実は、成長投資枠でもインデックス投信を買うことができます。つまり「個別株をやらなければいけない」わけではありません。つみたて投資枠だけでは年120万円が上限ですが、成長投資枠も同じ投信の積立に使えば、年間最大360万円まで非課税で同じ商品を積み立てられるのです。投資先で迷う必要がなく、シンプルに続けられます。どの商品が良いか迷う方はオルカンとS&P500の比較記事を参考にしてください。
タイプ別:枠の使い分けパターン
投資に慣れてきたら、目的に応じて使い分けるのも一つの手です。代表的なパターンを紹介します。
- シンプル重視タイプ:両方の枠でオルカン等のインデックス投信を積立。迷わず続けられる王道パターン
- 配当も欲しいタイプ:つみたて投資枠でインデックス投信を積み立てつつ、成長投資枠で高配当株・高配当ETFを買って配当金を受け取る
- 個別株に挑戦したいタイプ:つみたて投資枠でインデックス投信を「土台」として確保し、成長投資枠で応援したい企業の個別株や株主優待狙いの株を買う
なお、新NISAの配当を非課税で受け取るには「受け取り方式」の設定が必要です。
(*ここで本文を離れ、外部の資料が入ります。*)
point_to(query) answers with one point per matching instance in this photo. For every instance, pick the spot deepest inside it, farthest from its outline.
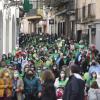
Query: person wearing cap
(5, 86)
(18, 87)
(95, 67)
(32, 86)
(74, 89)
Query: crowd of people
(46, 67)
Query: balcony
(78, 15)
(88, 13)
(91, 10)
(85, 13)
(32, 12)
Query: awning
(33, 17)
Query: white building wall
(1, 29)
(9, 29)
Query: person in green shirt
(61, 81)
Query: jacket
(20, 87)
(74, 89)
(32, 86)
(8, 90)
(94, 94)
(49, 92)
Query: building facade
(63, 14)
(88, 21)
(9, 14)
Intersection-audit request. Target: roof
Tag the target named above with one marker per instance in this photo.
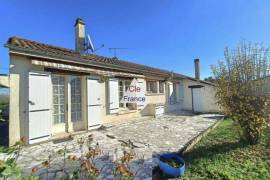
(33, 47)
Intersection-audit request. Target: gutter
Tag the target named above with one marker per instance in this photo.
(39, 54)
(80, 61)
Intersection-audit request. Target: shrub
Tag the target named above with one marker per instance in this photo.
(242, 88)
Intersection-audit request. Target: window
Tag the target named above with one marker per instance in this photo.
(58, 83)
(173, 97)
(123, 86)
(151, 86)
(75, 98)
(161, 86)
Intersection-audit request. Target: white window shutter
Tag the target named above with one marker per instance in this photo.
(113, 96)
(170, 92)
(39, 106)
(140, 105)
(181, 91)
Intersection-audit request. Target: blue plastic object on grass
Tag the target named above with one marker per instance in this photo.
(169, 170)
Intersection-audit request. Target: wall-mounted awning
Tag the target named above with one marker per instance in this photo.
(68, 67)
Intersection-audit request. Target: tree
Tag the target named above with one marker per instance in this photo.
(241, 82)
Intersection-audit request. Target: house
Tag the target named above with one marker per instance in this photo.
(55, 90)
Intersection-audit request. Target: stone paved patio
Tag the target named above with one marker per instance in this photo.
(151, 136)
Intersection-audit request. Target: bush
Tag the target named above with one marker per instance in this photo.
(242, 88)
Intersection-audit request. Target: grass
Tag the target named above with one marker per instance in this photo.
(220, 155)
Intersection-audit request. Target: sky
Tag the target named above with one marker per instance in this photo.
(167, 34)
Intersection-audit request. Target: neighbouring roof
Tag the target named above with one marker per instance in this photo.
(37, 48)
詳しくは新NISAの配当は非課税にならない?で解説しています。
使い分けで知っておきたい注意点
- 枠は「投資した額」で消費される:1,800万円の生涯枠は、買った金額(簿価)で計算されます。値上がり益は枠を消費しません
- 売却すると枠が翌年復活する:商品を売ると、その購入額分の枠が翌年に戻ります。これは旧NISAにはなかった大きな利点です
- 成長投資枠だけでは1,800万円を埋められない:成長投資枠の上限は1,200万円まで。残り600万円以上は必ずつみたて投資枠を使う必要があります
- 枠の使い切りを焦らない:無理に年360万円を埋めようとせず、自分の家計に合った金額で続けることが何より大切です
FIREを目指すなら:枠を最大限活用しよう
FIRE(経済的自立と早期リタイア)を目指すなら、新NISAの非課税メリットを最大限に活かしたいところです。非課税で運用した資産は、将来取り崩すときに税金がかからないため、効率よく資産を増やせます。
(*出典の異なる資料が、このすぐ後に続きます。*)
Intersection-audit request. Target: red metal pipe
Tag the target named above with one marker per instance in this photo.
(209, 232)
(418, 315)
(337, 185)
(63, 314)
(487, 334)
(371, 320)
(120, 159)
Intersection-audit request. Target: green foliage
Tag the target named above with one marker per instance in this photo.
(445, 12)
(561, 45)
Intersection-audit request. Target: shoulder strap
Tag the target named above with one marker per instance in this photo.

まずは無理のない金額から両方の枠で積立を始め、家計に余裕が出たら積立額を増やしていきましょう。FIREに向けた資産形成の全体像は会社員がFIREを目指す5つのステップで、iDeCoとの併用はiDeCoと新NISAでまとめています。
まとめ:迷ったら両方でインデックス投信を積み立てる
新NISAの「つみたて投資枠」と「成長投資枠」は、つみたて投資枠=厳選された投信でコツコツ、成長投資枠=幅広い商品で自由にという違いがあります。ただし、初心者が無理に使い分ける必要はありません。
最もシンプルで失敗しにくいのは、「両方の枠で同じインデックス投信を積み立てる」という方法です。これだけで年間360万円まで非課税の積立ができます。投資に慣れてきたら、成長投資枠で高配当株や個別株に挑戦してみるのも良いでしょう。まずは新NISA口座を開いて、少額からでも積立をスタートしてみてください。